What is your favourite project?
It has to be the award-winning British Sugar headquarters in Peterborough. Our design means the floor space is flooded with carefully controlled light and fresh air. It’s a very structured building with a lower floor focused on social interaction and collaboration, and studious areas above. On the upper floors there is also a graduation from collaborative spaces around the atrium to quiet working areas at the perimeter, next to the glazing and views out.
There are 400 glass external louvres fitted to the external elevations that track the sun and control the level of internal light without obstructing views. The differential of light between inside and out means you can see through them and their appearance changes depending on the sun and time of day. Wellbeing principles have always been important to me and this building is an example of best practice. I’m extremely proud to be in a position to improve the way people interact with different spaces but some examples like this particularly stand out.
If you would like my alternative answer, then my favourite project is always the next one. I’m endlessly fascinated by the opportunities that arise and am pleased that our team of amazing Architects can share their solutions with clients just as I do.
What challenge are you most pleased to have overcome?
I know it has been well covered, but helping the business see the other side of the pandemic was a relief. This was especially pleasing for us because we decided to relocate in the midst of lockdown. We signed up to a new lease and undertook the refurbishment of 13 St Peter’s Gate knowing it was the right thing to do – and we haven’t looked back since.
What is your one piece of advice for budding architects?
Go for it and be brave!
What is your hope for the future of the architectural industry?

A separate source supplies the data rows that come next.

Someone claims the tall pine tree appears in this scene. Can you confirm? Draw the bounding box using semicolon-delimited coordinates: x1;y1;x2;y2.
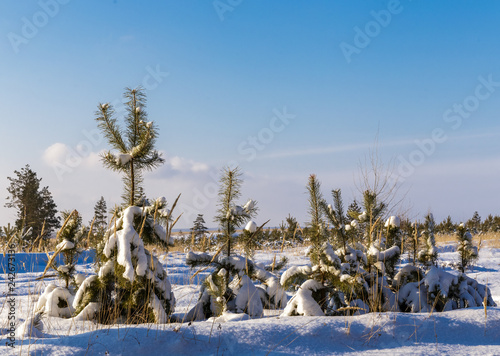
96;87;165;206
5;165;61;243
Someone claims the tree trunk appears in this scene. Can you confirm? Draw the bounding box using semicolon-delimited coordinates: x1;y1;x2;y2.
130;159;135;206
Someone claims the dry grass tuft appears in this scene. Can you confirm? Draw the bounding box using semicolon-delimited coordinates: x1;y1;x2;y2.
436;232;500;248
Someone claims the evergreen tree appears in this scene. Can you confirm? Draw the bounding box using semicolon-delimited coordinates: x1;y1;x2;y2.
186;168;286;321
96;87;164;206
347;199;362;222
5;165;61;244
53;210;85;288
73;198;178;324
307;174;327;264
89;196;108;248
191;214;208;248
466;211;481;234
456;223;478;273
436;215;456;234
320;189;347;250
215;167;257;257
418;213;438;266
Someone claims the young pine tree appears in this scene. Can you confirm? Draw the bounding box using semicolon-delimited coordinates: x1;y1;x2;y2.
215;167;257;257
5;165;61;245
456;223;478;273
320;189;347;250
55;210;85;288
96;87;164;207
418;213;438;266
307;174;327;264
88;197;108;248
191;214;208;248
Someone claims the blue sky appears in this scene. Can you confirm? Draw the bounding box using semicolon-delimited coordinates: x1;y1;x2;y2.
0;0;500;228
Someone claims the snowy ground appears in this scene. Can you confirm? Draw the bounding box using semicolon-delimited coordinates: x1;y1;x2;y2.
0;244;500;355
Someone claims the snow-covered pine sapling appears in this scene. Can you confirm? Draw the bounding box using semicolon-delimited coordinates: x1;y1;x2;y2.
215;167;257;268
418;213;438;266
96;87;164;207
53;210;85;288
281;175;368;316
307;174;327;265
73;198;178;324
320;189;348;250
35;210;84;318
186;168;280;320
393;265;496;313
406;221;421;266
456;223;478;273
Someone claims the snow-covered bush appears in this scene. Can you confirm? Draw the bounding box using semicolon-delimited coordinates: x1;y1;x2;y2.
394;265;496;312
456;223;478;272
185;252;287;321
73;198;175;323
185;168;280;320
52;210;85;288
418;213;438;266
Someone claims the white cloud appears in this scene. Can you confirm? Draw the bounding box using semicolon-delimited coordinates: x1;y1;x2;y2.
42;142;68;166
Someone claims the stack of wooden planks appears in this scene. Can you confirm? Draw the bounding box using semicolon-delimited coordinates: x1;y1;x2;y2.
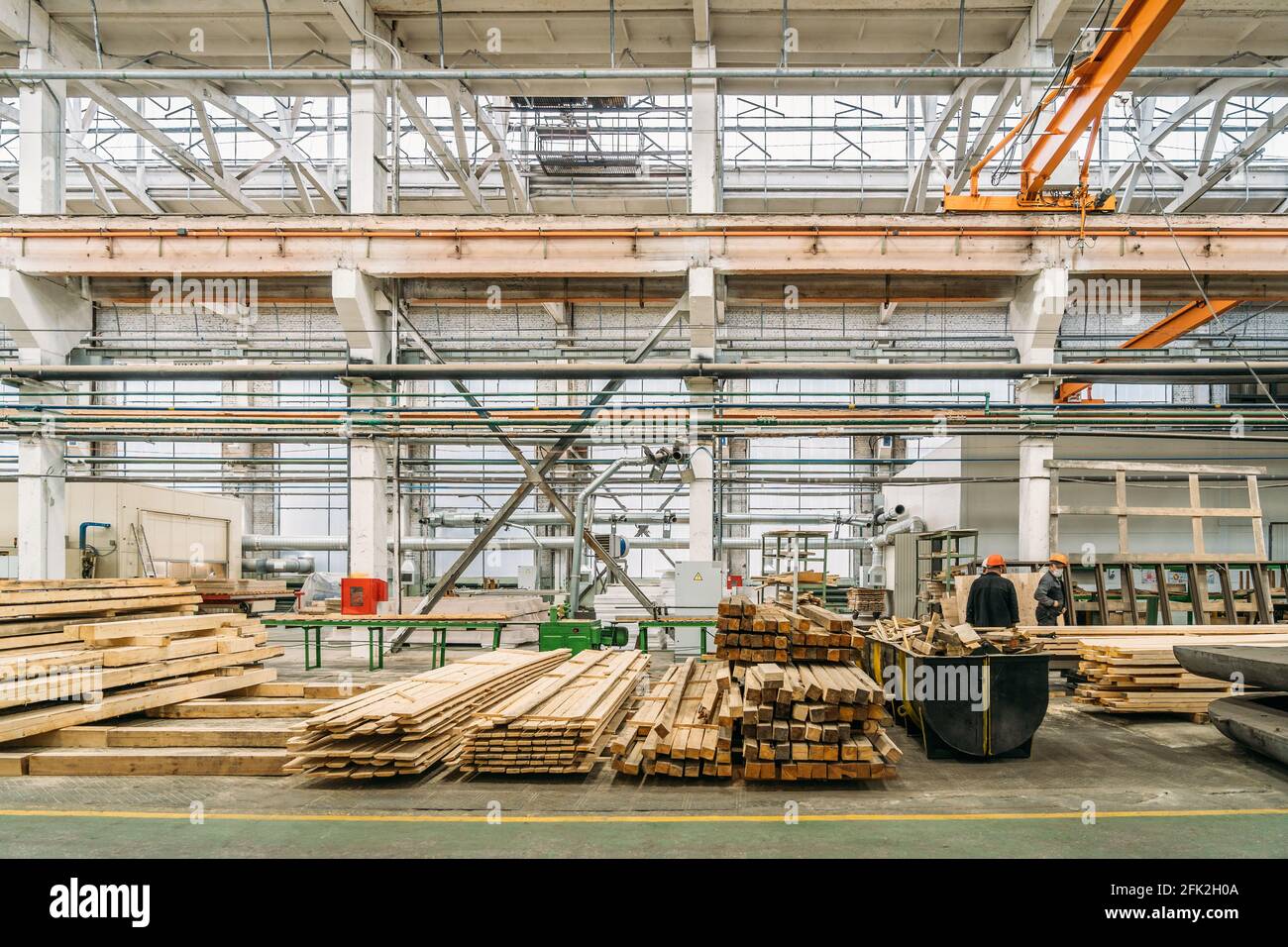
715;595;863;664
448;651;649;773
0;579;201;652
1019;625;1288;657
193;579;291;598
0;681;370;777
742;664;903;780
609;657;742;779
1073;626;1288;717
0;614;282;743
287;650;569;780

I believe that British architecture will always be successful on the world stage because we produce such high-quality designers. However, I think that how we do things will change over time. For example, the introduction of artificial intelligence will happen, despite the form this will take being currently being unclear. I look at these changes as opportunities to evolve and hope that others will think the same.
And finally, what do you do when you’re not working?
I am currently trying to do as much cycling as I can to train for a cycling event that my friends and I have signed up for this year.
I do enjoy other sports as well as time outdoors. I have missed only one CPMG charity walk since they began in 2009, which was due to an ankle injury. I even made it through the year that I drove from the airport straight to the starting point after a flight back from China. I won’t be doing that again!